Guttman, l’un des élèves favoris de Chopin, dans ses Souvenirs cités par Bernard Stavenow[1], parle aussi, quoiqu’en des termes moins artistement précis et moins pittoresques, des meubles anciens qui se trouvaient dans le petit salon fort original ; il dit encore que dans la chambre de Mme Sand, un tapis marron recouvrait tout le plancher, qu’il y avait de beaux tableaux, des meubles en chêne sculpté, que les murs étaient tendus de reps brun et les fauteuils de velours marron et qu’un grand lit carré et bas était recouvert d’un tapis de Perse. Dans une des lettres inédites de Mme Pauline Viardot, datant de son voyage de noce en Italie, la grande artiste se souvient aussi du « boudoir sombre et romantique » de Mme Sand. C’est dans cet élégant petit appartement que Mme Sand vécut sans en sortir, d’octobre 1839 au printemps de 1841, et c’est là quelle revint par deux fois, après les mois d’été passés à Nouant, jusqu’à ce qu’elle le quitta définitivement en novembre 1842.
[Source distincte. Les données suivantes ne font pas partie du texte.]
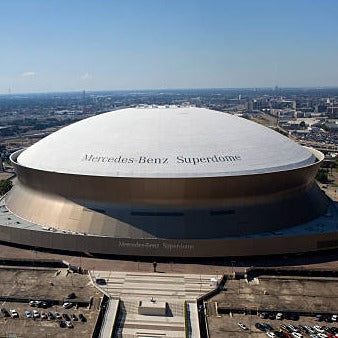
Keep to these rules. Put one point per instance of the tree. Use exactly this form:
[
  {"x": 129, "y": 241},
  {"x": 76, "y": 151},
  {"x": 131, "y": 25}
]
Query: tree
[
  {"x": 302, "y": 125},
  {"x": 5, "y": 186},
  {"x": 322, "y": 176}
]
La vie et le travail allaient à toute vapeur dans les murs de ce petit home. De nombreux précepteurs des deux sexes venaient chez Maurice et Solange ; aux heures libres la jeunesse s’ébattait

  1. Bernard Stavenow, les Belles âmes (Schône Geister). Bremen. 1879. N° 3. L’Élève favori de Chopin (Der Lieblingsschuler Chopin’s).